Oubliez les nouvelles centrales électriques : la startup de Seattle, Edo, veut transformer votre immeuble de bureaux en un seul

Un employé d’Edo se connectant au système d’exploitation d’un bâtiment commercial. (Photo Edo / Patricio Martínez)

L’augmentation de la demande en électricité des centres de données et le recours à l’intelligence artificielle, aggravés par des conditions météorologiques extrêmes et des incendies de forêt plus fréquents, mettent enfin sous les projecteurs la mission de cinq ans de la startup Edo de Seattle.

La technologie d’Edo crée des centrales électriques virtuelles (VPP), qui réduisent la consommation d’électricité des bâtiments commerciaux pendant les périodes de forte demande, une stratégie qui a suscité un grand intérêt de la part des services publics et des exploitants de bâtiments.

“C’est au premier plan de toutes les conversations dans les cercles dans lesquels nous travaillons, et c’est plus courant”, a déclaré Hellai Sherzoi, directeur du marketing.

Les centrales électriques virtuelles aident les services publics à gérer la demande de pointe en limitant les utilisations non essentielles. Sans cette flexibilité, les services publics doivent construire de nouvelles installations de production d’électricité coûteuses, installer des batteries géantes ou provoquer des pannes de courant et des baisses de tension qui coupent l’électricité sans discernement.

Les VPP aident également les exploitants d’immeubles à économiser de l’argent. Les services publics mettent de plus en plus en œuvre une tarification « en fonction de l’heure d’utilisation », qui peut inclure une tarification dynamique similaire aux coûts fluctuants familiers aux utilisateurs de Lyft et d’Uber, ce qui rend les réponses en temps réel essentielles.

Pour limiter l’exposition à des tarifs élevés, les exploitants de bâtiments peuvent prendre des mesures telles que le pré-refroidissement et le préchauffage des espaces, la recharge des véhicules électriques ou l’exécution de fonctions non dépendantes du temps lorsque l’électricité est moins chère.
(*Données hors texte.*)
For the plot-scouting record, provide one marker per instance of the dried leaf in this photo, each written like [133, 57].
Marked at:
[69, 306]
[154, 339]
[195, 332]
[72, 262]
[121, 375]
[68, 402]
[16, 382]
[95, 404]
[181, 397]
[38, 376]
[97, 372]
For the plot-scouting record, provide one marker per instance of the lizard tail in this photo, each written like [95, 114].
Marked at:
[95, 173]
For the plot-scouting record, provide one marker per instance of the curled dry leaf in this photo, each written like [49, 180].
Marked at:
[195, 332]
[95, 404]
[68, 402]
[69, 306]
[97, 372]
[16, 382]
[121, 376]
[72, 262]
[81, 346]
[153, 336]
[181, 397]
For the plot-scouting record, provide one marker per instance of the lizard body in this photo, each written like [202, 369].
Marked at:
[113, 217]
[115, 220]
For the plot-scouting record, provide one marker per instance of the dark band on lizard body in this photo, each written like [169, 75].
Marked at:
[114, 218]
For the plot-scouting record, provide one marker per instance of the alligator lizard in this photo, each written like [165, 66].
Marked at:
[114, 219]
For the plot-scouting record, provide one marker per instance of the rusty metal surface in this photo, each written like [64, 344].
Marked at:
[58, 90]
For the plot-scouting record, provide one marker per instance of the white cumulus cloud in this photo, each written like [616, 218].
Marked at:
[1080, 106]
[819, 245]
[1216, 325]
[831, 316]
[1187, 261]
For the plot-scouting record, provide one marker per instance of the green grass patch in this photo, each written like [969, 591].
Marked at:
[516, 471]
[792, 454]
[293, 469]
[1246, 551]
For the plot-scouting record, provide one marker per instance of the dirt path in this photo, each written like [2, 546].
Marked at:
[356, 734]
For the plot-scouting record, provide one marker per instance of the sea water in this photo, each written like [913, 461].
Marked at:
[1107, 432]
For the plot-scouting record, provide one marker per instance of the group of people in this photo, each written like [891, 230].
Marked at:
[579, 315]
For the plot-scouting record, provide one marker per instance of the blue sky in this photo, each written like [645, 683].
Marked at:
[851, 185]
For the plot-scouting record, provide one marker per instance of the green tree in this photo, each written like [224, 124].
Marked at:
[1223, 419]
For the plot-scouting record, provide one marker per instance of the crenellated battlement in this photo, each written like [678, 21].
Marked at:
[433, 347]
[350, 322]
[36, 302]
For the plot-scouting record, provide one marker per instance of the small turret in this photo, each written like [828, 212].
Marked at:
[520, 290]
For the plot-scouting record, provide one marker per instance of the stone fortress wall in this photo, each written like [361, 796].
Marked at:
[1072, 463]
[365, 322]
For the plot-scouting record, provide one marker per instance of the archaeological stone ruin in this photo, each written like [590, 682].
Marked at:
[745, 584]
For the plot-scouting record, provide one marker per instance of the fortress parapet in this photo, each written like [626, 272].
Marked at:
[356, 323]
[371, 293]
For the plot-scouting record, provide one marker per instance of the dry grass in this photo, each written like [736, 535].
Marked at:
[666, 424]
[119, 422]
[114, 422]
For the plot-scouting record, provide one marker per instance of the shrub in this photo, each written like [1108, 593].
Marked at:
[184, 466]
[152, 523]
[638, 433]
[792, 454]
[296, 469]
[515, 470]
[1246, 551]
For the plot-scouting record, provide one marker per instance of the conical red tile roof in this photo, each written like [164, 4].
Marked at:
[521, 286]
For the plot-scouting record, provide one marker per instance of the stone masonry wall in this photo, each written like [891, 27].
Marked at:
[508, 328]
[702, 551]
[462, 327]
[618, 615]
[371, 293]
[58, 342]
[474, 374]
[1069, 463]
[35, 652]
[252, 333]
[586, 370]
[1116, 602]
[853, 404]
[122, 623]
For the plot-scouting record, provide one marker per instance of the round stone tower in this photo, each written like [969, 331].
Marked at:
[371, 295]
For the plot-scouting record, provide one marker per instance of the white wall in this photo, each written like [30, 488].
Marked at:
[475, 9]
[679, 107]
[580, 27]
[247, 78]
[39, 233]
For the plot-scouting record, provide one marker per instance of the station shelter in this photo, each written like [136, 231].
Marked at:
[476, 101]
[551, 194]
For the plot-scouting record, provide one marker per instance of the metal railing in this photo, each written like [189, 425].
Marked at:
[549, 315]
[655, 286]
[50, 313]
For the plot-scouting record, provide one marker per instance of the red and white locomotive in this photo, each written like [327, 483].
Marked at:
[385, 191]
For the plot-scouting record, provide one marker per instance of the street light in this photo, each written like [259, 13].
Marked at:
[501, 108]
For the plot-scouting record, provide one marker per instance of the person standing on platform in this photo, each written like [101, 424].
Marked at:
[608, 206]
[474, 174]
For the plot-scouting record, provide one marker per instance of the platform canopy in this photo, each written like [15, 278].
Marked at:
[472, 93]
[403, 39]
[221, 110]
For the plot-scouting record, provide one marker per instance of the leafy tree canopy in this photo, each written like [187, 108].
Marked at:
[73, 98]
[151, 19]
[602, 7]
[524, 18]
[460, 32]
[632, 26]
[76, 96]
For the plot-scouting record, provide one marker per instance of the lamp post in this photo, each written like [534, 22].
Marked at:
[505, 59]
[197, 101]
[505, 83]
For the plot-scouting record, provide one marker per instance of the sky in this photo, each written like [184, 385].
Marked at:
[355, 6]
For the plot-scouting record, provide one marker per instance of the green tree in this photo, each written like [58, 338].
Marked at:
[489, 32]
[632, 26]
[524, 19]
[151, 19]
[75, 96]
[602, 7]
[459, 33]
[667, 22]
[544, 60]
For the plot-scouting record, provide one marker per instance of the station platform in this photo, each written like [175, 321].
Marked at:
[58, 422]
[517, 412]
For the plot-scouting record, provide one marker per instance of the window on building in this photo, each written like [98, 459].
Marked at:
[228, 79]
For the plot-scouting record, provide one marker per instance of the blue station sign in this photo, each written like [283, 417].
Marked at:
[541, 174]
Les sites dotés d’énergie solaire ou de stockage sur batterie peuvent envoyer de l’électricité au réseau lorsque cela est le plus nécessaire.
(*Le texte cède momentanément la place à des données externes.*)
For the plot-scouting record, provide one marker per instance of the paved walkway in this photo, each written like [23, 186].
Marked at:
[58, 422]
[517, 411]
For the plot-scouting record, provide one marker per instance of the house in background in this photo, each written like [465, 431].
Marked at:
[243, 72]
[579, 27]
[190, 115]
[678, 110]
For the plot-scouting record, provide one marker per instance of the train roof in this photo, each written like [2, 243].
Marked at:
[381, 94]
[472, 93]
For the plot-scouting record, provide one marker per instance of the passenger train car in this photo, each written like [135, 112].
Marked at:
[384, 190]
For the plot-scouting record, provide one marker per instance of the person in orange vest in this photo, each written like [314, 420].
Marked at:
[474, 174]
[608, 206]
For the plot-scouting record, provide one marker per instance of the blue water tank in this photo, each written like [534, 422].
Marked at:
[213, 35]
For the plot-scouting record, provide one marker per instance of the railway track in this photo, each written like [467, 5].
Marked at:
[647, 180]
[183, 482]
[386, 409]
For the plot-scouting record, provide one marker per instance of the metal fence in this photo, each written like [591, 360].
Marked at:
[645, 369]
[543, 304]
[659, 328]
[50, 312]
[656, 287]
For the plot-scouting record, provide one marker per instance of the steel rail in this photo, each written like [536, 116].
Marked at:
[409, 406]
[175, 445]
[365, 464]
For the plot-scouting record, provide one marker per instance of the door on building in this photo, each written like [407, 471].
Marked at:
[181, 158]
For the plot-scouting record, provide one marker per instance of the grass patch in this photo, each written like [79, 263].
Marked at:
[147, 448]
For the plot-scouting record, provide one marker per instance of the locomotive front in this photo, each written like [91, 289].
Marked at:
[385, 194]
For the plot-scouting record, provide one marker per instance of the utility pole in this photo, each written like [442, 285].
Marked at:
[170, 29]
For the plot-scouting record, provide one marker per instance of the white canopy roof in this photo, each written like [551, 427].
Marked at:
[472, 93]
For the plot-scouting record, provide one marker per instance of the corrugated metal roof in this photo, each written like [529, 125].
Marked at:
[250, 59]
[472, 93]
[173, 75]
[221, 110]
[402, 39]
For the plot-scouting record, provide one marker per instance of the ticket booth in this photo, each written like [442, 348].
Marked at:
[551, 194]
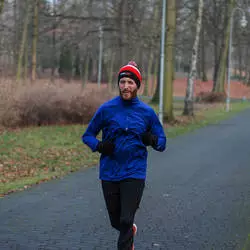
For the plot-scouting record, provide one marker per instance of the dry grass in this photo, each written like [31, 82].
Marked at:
[44, 103]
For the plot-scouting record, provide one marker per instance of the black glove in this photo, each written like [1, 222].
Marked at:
[149, 139]
[106, 148]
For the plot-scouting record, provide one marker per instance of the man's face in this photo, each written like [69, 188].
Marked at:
[128, 88]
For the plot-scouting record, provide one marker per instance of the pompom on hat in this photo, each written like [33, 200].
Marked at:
[131, 71]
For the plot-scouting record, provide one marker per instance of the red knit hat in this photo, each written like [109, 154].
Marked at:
[130, 70]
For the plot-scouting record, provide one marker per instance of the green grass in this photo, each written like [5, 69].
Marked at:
[31, 155]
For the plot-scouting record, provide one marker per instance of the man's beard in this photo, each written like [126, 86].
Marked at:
[128, 95]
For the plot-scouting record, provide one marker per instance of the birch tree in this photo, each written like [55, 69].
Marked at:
[189, 107]
[24, 38]
[35, 37]
[220, 81]
[170, 44]
[1, 5]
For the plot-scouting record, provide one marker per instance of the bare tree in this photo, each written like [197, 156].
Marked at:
[189, 100]
[170, 60]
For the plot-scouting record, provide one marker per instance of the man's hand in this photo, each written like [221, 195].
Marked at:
[149, 139]
[106, 148]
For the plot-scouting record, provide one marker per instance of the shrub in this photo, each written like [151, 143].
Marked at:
[210, 97]
[47, 104]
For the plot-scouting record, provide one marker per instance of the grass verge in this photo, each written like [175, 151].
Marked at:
[247, 244]
[36, 154]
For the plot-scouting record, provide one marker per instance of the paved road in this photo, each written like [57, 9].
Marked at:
[197, 197]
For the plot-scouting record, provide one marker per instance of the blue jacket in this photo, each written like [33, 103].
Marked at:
[124, 122]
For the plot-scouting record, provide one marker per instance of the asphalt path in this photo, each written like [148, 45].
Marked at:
[197, 196]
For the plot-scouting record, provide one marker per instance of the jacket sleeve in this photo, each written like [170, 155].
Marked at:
[93, 129]
[157, 129]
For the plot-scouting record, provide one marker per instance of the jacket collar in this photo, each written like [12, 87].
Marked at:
[129, 102]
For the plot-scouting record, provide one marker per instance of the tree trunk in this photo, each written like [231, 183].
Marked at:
[54, 64]
[24, 35]
[26, 57]
[220, 85]
[35, 38]
[151, 56]
[203, 57]
[189, 102]
[86, 70]
[110, 73]
[169, 61]
[1, 5]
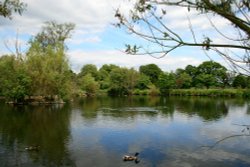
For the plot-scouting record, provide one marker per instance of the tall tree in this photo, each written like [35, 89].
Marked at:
[7, 7]
[152, 71]
[47, 62]
[151, 16]
[210, 73]
[53, 34]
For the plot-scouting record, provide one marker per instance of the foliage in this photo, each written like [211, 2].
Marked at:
[7, 7]
[240, 81]
[183, 80]
[89, 84]
[166, 82]
[210, 74]
[89, 69]
[143, 82]
[14, 81]
[152, 71]
[53, 35]
[151, 16]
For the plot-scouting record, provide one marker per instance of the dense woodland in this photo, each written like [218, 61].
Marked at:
[46, 72]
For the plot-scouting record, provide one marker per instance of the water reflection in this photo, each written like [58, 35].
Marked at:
[99, 131]
[43, 126]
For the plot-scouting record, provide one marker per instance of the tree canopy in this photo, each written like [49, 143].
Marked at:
[7, 7]
[151, 16]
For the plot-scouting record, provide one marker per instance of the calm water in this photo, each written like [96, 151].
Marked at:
[99, 131]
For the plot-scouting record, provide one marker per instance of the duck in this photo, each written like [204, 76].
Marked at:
[131, 158]
[32, 148]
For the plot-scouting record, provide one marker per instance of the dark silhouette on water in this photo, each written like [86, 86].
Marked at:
[131, 158]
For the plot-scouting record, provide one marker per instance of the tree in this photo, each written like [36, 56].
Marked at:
[7, 7]
[88, 84]
[89, 69]
[240, 81]
[53, 35]
[152, 71]
[143, 82]
[183, 81]
[166, 82]
[47, 63]
[151, 16]
[14, 80]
Les appareils domestiques intelligents et des entreprises comme Tesla, Sunrun et EnergyHub créent des VPP dans des environnements résidentiels, tandis que Voltus, CPower Energy et d’autres se concentrent sur les entreprises industrielles.

Mais les bâtiments commerciaux constituent un marché cible majeur, représentant environ 35 % de la consommation électrique des États-Unis, selon des sources fédérales. Ce secteur a été largement laissé de côté, a déclaré Jesse Rebello, directeur général d’Edo : “Cette grande partie de la charge n’a pas été prise en compte”.

Le ministère américain de l’Énergie estime que les VPP pourraient fournir entre 80 et 160 gigawatts de capacité flexible d’ici 2030 s’ils sont adoptés rapidement. Au bas de l’échelle, cela équivaut à la construction de 66 réacteurs nucléaires comme la centrale nucléaire de Columbia, dans l’est de l’État de Washington.

“Les VPP sont passés de solutions de niche à des ressources de capacité essentielles, remodelant la planification du réseau à long terme”, note un article de blog du DOE.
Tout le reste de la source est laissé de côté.